In the five years that I was on my Mirena - the dietician said that I still had a PMS cycle despite the fact that I could not see it.
I tried really hard to become aware of it but I just could not. I remembered that there were a number of benefits of knowing what was going with my bodying, emotions and sexuality in terms of my cycle.
So I was really looking forward to getting that awareness back. Maybe this time around I would be even more in tune with myself.
Well, so far it has been really hard - my cycle has been unpredictable, my emotions all muddled up, my sense of awareness......... Its now almost 7 weeks that I have been bleeding. Is my bodying cleansing itself out or is it rebelling? On Tuesday I will make a gynae appointment - A few women have told that after they came off contraceptives that they experience a long menstrual cycle 6-8 weeks. None had taken hormone tablets to stop it (I did and it did not work) - The joke is that my hormonal test showed up as normal.
I have started to wonder if I might be going through early menopause.

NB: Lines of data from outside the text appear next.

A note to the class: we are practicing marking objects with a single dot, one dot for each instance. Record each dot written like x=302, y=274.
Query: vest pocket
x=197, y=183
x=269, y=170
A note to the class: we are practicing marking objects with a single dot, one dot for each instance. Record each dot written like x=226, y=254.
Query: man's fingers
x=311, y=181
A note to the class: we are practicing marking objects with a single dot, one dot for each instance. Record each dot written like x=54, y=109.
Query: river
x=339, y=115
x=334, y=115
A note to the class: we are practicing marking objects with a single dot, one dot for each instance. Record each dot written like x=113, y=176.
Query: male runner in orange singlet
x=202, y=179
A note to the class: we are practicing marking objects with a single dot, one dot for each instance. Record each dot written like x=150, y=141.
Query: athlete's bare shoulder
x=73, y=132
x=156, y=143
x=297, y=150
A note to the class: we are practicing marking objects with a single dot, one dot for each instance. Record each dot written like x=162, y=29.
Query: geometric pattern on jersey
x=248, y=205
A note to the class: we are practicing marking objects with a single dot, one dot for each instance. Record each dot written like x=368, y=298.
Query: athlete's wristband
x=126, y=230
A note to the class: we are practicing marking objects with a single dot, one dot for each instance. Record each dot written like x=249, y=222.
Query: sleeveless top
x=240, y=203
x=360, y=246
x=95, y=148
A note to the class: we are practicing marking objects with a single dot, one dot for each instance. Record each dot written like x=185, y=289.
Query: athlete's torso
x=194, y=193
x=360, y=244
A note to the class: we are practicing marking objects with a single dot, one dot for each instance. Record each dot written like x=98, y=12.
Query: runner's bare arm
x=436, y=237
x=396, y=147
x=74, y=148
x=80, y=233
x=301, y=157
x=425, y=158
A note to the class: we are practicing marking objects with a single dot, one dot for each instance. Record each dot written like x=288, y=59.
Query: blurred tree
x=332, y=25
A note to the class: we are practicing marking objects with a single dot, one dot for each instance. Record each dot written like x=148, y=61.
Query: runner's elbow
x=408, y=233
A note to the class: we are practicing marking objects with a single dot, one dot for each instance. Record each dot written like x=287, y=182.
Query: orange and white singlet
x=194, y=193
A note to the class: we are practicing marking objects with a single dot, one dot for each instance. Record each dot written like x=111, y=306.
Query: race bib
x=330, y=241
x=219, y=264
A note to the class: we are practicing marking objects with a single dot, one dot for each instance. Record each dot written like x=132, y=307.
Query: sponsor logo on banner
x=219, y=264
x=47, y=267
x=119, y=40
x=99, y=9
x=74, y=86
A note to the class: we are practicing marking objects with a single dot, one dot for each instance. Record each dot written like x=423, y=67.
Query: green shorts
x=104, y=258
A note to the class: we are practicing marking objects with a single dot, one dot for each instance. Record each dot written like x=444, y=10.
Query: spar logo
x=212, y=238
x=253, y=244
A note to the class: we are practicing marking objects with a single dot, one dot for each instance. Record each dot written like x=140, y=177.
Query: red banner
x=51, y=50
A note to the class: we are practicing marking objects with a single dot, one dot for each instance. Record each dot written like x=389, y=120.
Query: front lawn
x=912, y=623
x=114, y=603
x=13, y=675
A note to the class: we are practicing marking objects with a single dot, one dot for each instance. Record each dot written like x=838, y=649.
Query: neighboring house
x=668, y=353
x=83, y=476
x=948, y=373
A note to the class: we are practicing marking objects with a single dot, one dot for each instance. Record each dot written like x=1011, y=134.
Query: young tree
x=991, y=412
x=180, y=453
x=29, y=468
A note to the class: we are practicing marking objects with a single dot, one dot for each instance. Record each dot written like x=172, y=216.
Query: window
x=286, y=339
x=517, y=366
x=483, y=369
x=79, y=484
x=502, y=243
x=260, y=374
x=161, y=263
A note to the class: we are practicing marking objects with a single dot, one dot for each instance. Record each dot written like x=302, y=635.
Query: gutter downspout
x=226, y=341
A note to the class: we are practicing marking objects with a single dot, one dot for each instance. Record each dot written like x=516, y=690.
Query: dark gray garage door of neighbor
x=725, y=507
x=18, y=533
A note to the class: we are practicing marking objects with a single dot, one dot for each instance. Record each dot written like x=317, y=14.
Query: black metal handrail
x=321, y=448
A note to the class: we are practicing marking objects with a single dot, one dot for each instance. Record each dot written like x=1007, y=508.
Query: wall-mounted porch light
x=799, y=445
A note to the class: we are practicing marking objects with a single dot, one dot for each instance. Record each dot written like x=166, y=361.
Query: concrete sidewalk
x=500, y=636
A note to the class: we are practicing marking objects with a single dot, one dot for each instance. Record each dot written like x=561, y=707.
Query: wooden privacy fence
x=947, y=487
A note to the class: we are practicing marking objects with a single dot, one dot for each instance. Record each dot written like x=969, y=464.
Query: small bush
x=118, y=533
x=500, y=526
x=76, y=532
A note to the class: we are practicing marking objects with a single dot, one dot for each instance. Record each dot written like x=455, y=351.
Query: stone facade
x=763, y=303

I have been trying to find the spirituality in this experience. It seems like most customs only celebrate your first menstrual cycle and pregnancy. But if we are all spiritual beings then each experience we have must have some great significance?
Guess I would like to think that my physical "abnormalities" or "illness" that I am experiencing is somehow significant to my existence.
1 comment:
You are not alone. When I got off my form of bc. I had 2 periods a month and they would last 7-10 days this happend for like 6 months. It was really heard to tell when I was PMSing. To my knowledge my gyno stated that I PMS not stop. He even diagnosed me with PDDD. Don't worry like with everything in life just be patient it will work itself out.